Cardiff further evidence of O’Neill’s ability to galvanize his squad

McClean and Duffy lead those who have handsomely repaid the manager’s faith

 Republic of Ireland  manager Martin O’Neill and Shane Duffy celebrate after the win over Wales in Cardiff. Photograph: James Crombie/Inpho

Republic of Ireland manager Martin O’Neill and Shane Duffy celebrate after the win over Wales in Cardiff. Photograph: James Crombie/Inpho

 

Time and again the players who play for Martin O’Neill say his great strength is the belief he shows in them and how it leaves them wanting to repay him.

Few, though, can have settled their debt to the Republic of Ireland manager in the way James McClean has over the course of the current World Cup campaign.

McClean was in and out of the team before Euro 2016 but was one of the players O’Neill looked to when Ireland needed to beat Italy in Lille and, like Shane Duffy, the West Brom winger has not looked back.

In this World Cup campaign, the 28-year-old has scored four goals in nine appearances with every one of them critical to Ireland securing points. Ironically, perhaps, had McClean managed anything like that sort of return in O’Neill’s last season at Sunderland, the manager might never have ended up in his current job.

The club struggled that year but the defence was sufficiently robust that a few more goals would have produced significant yield and the manager might well have survived through to the summer and beyond. Of 31 league games under O’Neill that season, just seven were won but in 18 of the others adding in a Sunderland goal would have meant an extra point or two.

McClean started 24 times over the course of the full season, coming on in another 12 games but he scored just twice.

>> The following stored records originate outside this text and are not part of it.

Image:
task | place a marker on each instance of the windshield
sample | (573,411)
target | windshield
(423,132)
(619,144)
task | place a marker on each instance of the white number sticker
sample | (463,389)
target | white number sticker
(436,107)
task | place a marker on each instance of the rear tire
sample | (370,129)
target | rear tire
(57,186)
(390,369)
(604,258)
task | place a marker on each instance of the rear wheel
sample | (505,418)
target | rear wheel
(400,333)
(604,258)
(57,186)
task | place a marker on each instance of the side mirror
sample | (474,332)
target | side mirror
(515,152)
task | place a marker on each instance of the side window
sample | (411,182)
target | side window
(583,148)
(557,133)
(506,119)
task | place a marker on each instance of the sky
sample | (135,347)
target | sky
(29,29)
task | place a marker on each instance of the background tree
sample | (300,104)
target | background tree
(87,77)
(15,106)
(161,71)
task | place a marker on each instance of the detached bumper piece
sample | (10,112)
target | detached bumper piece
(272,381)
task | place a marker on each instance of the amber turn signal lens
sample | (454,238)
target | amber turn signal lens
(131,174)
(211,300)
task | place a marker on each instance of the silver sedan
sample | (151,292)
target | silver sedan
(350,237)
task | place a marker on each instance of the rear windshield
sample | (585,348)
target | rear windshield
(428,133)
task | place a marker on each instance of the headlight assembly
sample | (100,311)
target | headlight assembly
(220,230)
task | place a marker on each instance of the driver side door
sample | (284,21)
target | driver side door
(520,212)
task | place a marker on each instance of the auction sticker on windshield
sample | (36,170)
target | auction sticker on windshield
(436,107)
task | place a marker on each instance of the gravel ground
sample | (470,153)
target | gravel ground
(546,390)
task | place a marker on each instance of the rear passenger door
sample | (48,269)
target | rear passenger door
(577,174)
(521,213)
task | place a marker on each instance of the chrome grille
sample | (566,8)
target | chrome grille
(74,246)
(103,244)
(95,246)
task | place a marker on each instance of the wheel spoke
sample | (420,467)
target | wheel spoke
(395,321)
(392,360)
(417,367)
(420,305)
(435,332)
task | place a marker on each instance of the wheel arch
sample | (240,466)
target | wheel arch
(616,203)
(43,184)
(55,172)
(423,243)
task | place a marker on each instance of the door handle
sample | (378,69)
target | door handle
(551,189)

John O’Shea finished the season with as many goals.

Seven games before the end of the season, with Sunderland just a point clear of the drop zone, O’Neill was sacked and eight months later he accepted the Ireland job. Key to the FAI choosing him was as Giovanni Trapattoni’s replacement was his reputation for man management with former players regularly citing his ability to extract the best from them at key times.

There was widespread frustration with the style of football the Italian had Ireland playing and while O’Neill was also seen as very much a pragmatist, the hope was that his greater ability to connect with the group of players he inherited would lead to at least some improvement on all fronts.

The news last week that he has informally agreed a third two-year contract with the association is confirmation that, while the football is still not too easy on the eye, the results being achieved are keeping his employers happy.

In terms of this Irish team, McClean and Duffy are perhaps his two greatest success stories. But the manner of Monday’s win, like the ones over Germany, Italy and Austria, highlighted his ability to inspire the wider group.

He can make his disappointment forcefully felt at times, it is said, but his preferred approach seems to be to coax and encourage players, sometimes with humour, into raising their game.

He does not, it seems, dwell on detail suggested Craig Bellamy after the Cardiff game with the former Celtic player insisting O’Neill had never worked with him on a set piece but rather settled for encouraging players to get into the box and attack the ball.

Few days

Neil Lennon has previously recalled the start of the 1996/97 season at Leicester when O’Neill changed the formation on the eve of the team’s opening game but talked the players through the switch in only the broadest of terms; trusting them instead to understand how their role would change.

“Because he didn’t tell us about it doesn’t mean to say he hadn’t given it a lot of thought,” said the former Northern Ireland international.

There is much less potential to work on the detail of a change like that at international level where the manager and players get to spend only a few days together at a time. But David Meyler, a bit-part player in that Sunderland season, suggests that some work was done in training on the specifics of the approach in Wales although the Corkman talked too about the manager taking the players aside to convey what he needed of them on an individual level.

Few, it seems, are left unaffected by the conversations with players determined to deliver for the 65-year-old.

“He gives the players belief,” says O’Shea, another man to have played under him for both club and country.

“He gives them responsibility and trusts them. He names the team late, some boys might know they’re playing, some might not. But when he picks the team he has total faith in them because the messages are clear beforehand of what we’re looking for; what we’re needing to go and produce.”

John Hartson, who thrived under his management at Celtic, has described O’Neill as “a genius,” claiming “he just gets extra from every player” because, he argues, there is “that fear of letting him down. That fear of being the one that doesn’t quite achieve”.

His current crop seem to agree with Duffy describing him as “brilliant” in the wake of Monday night’s win.

“He’s had so many big-game experiences. He just makes you calm and gets you up for it. He lets you know how important it is and everyone listens when he speaks. It’s great to learn off him, it’s great for me personally, and he’s given me a chance to go out there and perform on a big stage.”

Successfully getting through the playoffs would mean the whole group getting to compete on the biggest stage of them all. All we know about next month’s games ahead of next Tuesday’s draw is that Ireland’s home leg is likely to be on the first or last of the scheduled dates – the 9th or 14th – because of the November Series rugby match against South Africa.

That, and the fact that O’Neill will have his players up for it all again.